Humidity during your production
Posted on Poppers Guide's Forum
Topic created by Wapopperbator
on Mon, 24 Feb 2025 at 20:19
Wapopperbator said on Mon, 24 Feb 2025 at 20:19...
I understand that moisture is the enemy of all alkyl nitrites. Not so great for somebody tying to produce a consistent product and living the extremely damp Pacific Northwest.
I'm curious what strategies others have tried to dehumidify their working environment when making a batch of poppers, and it if had noticeable effects on the final product.
Am I overthinking this?
Dr. Wang said on Mon, 24 Feb 2025 at 20:31...

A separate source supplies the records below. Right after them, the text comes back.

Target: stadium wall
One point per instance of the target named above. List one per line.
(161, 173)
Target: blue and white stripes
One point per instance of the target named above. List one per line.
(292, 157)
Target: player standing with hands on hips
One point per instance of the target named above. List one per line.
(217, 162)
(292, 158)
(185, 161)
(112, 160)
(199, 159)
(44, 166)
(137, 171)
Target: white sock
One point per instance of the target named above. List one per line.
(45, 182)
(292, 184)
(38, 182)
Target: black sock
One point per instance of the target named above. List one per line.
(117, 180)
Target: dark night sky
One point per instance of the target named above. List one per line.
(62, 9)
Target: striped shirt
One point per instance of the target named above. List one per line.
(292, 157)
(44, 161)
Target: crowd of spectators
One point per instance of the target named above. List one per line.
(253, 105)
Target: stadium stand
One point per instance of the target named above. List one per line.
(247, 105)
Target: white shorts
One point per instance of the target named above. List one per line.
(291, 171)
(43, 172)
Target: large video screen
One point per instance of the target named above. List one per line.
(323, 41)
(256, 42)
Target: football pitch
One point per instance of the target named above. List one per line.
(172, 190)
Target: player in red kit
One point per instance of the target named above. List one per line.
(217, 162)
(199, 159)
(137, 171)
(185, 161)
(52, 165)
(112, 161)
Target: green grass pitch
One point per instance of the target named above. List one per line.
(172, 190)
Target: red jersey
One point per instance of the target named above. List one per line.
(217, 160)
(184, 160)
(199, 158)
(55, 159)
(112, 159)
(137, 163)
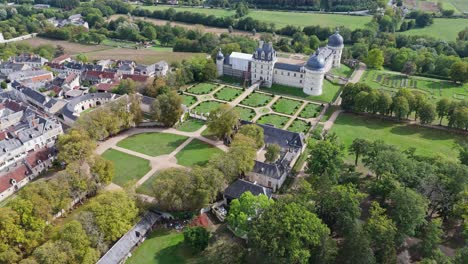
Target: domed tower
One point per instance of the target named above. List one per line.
(314, 74)
(263, 62)
(335, 42)
(219, 63)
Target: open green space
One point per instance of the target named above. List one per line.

The reaction itself produces water, even with totally anhydrous precursors.
C5H12O + NaNO2 + HCl = C5H11NO2 + NaCl + H2O
C5H12O + NaNO2 + H2SO4 = C5H11NO2 + Na2SO4 + H2O
Humidity is not totally insignificant, since you will be working at ice cold temps, but thorough, multi-step drying is called for regardless. I am thinking less water in equals more stable product, but at some point you're trying to stir paste. Magnetic stirring doesn't cut it.
No. You're not overthinking it.
Dr. Wang said on Mon, 24 Feb 2025 at 20:44...
AI recommends running the entire reaction and handling under nitrogen. One may get a bottle and try the nitrosylsulfuric acid, or even dry HCL under nitrogen with mechanical stirring. But that would be the last tweak I would turn to, if all else fails. Mainly because those are two things I don't have.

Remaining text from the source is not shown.